Minnesota: un commissariat de police incendié lors de violentes manifestations

Des manifestants sont entrés à l’intérieur d’un commissariat de police de Minneapolis, les alarmes d’incendie ont retenti, des gicleurs se sont mis en marche et le bâtiment s’est enflammé.
Photo: Stephen Maturen Agence France-Presse Des manifestants sont entrés à l’intérieur d’un commissariat de police de Minneapolis, les alarmes d’incendie ont retenti, des gicleurs se sont mis en marche et le bâtiment s’est enflammé.

Des manifestants ont mis le feu à un commissariat de police jeudi soir au Minnesota alors que le gouverneur Tim Walz a appelé la Garde nationale.

La colère face à la mort de George Floyd, un homme noir menotté en garde à vue, s’est propagée jeudi au-delà de Minneapolis, avec des pillages et des incendies le long d’une grande rue dans la ville de Saint-Paul et des manifestants qui sont retournés dans un quartier qui avait déjà été ravagé par de violentes manifestations.

Des manifestants sont entrés à l’intérieur d’un commissariat de police de Minneapolis, les alarmes d’incendie ont retenti, des gicleurs se sont mis en marche et le bâtiment s’est enflammé.
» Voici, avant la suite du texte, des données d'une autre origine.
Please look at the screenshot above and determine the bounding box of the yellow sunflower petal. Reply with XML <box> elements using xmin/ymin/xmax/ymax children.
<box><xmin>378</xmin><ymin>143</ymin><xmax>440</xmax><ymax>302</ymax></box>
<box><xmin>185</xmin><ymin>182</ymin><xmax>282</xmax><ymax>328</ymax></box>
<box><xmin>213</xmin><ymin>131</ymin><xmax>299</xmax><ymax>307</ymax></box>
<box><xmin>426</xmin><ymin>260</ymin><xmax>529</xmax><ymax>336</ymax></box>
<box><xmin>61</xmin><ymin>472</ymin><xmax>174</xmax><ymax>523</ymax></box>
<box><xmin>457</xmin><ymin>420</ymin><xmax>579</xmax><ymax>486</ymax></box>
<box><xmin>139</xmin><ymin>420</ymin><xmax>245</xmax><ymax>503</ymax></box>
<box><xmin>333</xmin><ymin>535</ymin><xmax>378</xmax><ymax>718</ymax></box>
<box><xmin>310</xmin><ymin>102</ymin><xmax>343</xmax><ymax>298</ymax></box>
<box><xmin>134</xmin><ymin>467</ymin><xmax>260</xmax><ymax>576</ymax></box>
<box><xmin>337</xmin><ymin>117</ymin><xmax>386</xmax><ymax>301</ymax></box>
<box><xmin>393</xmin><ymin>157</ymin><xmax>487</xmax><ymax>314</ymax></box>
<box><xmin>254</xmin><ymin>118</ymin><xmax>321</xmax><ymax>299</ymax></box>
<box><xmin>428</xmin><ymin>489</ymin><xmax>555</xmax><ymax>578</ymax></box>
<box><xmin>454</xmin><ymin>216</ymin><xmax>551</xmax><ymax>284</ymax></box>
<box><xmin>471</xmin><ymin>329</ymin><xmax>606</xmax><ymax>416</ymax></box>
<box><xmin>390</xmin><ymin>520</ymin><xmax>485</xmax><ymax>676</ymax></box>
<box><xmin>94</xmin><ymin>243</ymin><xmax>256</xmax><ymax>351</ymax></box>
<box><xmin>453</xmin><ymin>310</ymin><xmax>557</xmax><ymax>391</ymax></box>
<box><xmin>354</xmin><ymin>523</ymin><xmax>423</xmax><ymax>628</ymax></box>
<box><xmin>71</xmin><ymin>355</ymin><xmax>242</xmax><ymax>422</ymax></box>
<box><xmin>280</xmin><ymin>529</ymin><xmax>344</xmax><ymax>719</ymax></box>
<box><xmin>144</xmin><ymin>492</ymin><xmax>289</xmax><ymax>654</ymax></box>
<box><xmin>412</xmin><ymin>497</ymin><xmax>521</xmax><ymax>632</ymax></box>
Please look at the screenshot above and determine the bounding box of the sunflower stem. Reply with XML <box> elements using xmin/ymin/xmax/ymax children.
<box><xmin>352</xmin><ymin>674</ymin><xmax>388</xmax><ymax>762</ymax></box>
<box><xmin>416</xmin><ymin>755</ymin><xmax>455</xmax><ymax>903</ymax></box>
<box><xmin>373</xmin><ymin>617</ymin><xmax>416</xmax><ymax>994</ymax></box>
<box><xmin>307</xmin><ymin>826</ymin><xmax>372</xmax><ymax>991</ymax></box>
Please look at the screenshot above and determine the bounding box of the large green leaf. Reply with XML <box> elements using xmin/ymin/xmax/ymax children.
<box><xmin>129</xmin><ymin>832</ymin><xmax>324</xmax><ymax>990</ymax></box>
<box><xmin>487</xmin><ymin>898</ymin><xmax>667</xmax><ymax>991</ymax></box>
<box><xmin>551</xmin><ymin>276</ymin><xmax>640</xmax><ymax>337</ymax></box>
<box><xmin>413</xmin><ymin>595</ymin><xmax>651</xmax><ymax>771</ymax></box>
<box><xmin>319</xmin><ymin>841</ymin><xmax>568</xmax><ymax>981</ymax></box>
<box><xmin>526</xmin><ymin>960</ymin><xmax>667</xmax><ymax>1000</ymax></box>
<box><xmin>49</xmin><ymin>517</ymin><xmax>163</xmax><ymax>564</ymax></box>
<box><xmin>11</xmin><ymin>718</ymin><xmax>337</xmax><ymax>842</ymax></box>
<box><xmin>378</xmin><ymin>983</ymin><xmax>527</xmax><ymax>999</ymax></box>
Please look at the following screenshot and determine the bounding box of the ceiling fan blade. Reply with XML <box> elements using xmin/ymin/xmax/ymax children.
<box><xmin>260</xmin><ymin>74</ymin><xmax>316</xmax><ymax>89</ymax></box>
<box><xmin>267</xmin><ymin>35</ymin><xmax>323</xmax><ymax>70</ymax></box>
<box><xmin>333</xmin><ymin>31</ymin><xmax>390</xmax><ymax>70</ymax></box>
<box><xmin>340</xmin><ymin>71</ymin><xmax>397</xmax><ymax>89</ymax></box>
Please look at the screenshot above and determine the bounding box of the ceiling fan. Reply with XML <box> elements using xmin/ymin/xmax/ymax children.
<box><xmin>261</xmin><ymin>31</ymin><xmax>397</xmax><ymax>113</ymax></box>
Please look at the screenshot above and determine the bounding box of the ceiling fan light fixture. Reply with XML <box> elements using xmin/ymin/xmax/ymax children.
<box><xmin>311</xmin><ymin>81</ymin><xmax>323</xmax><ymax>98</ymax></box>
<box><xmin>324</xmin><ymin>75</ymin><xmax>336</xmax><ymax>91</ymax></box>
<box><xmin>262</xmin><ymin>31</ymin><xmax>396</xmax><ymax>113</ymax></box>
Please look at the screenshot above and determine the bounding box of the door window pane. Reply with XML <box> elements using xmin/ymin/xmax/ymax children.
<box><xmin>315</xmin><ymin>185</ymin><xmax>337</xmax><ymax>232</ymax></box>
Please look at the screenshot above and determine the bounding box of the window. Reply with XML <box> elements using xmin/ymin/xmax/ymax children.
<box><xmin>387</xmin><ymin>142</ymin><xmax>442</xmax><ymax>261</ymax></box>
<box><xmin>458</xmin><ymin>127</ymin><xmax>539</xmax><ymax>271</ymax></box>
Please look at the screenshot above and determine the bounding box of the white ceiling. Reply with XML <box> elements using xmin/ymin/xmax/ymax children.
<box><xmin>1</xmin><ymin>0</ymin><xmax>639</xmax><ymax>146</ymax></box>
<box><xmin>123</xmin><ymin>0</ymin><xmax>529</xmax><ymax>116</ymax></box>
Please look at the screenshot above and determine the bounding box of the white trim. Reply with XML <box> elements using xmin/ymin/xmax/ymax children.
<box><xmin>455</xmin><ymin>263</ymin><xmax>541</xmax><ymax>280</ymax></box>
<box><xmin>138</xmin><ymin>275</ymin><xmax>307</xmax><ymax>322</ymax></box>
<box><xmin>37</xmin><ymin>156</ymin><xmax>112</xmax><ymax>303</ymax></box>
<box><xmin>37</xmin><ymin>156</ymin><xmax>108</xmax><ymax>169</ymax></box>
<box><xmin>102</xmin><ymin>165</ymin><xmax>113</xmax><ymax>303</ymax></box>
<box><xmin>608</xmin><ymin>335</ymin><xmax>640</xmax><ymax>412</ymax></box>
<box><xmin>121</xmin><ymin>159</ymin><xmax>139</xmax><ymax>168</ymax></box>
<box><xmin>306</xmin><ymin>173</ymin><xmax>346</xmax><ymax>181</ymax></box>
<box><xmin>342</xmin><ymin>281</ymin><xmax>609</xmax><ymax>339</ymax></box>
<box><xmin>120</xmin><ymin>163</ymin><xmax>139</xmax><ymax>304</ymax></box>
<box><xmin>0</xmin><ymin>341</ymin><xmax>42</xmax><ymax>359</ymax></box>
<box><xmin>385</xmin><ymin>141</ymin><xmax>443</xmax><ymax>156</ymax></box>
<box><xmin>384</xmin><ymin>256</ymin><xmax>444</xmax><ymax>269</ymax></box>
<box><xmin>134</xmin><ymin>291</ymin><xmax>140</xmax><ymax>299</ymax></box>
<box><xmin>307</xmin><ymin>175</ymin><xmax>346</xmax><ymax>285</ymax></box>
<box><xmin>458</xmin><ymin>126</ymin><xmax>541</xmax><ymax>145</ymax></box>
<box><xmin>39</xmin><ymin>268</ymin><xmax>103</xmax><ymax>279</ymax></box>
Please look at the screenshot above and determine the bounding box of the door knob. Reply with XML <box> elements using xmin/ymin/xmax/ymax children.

La police semble avoir quitté le bâtiment situé dans le quartier non loin de l’endroit où George Floyd est décédé lundi. Un porte-parole n’a pas immédiatement répondu aux messages laissés par l’Associated Press.

Des dizaines d’entreprises à travers les villes jumelles (Minneapolis et Saint-Paul) ont couvert leurs fenêtres et leurs portes jeudi dans le but d’empêcher le pillage.

La ville a fermé son système de train léger sur rail et tous les services d’autobus par souci de sécurité.

George Floyd, 46 ans, est décédé le jour du Souvenir, après qu’un policier s’est agenouillé sur son cou jusqu’à ce qu’il tombe inconscient.

C’est la troisième nuit consécutive de violentes manifestations après la mort de George Floyd lundi.

À Saint-Paul, des nuages de fumée flottaient dans l’air alors que la police armée de matraques et portant des masques à gaz et des gilets pare-balles surveillait les manifestants le long de l’une des principales artères commerciales de la ville, où les pompiers ont également pulvérisé de l’eau sur une série de petits incendies.

L’ambiance oscillait entre une manifestation de colère et une fête de rue avant que des manifestants prennent d’assaut le commissariat de la police.

À un certain moment, des musiciens qui jouaient dans un stationnement en face du poste de police qui est au cœur de la controverse se sont mis à chanter une version punk de la chanson Redemption Song de Bob Marley. À proximité, des manifestants ont transporté des mannequins dérobés dans une grande chaîne et les ont jetés sur une voiture en feu.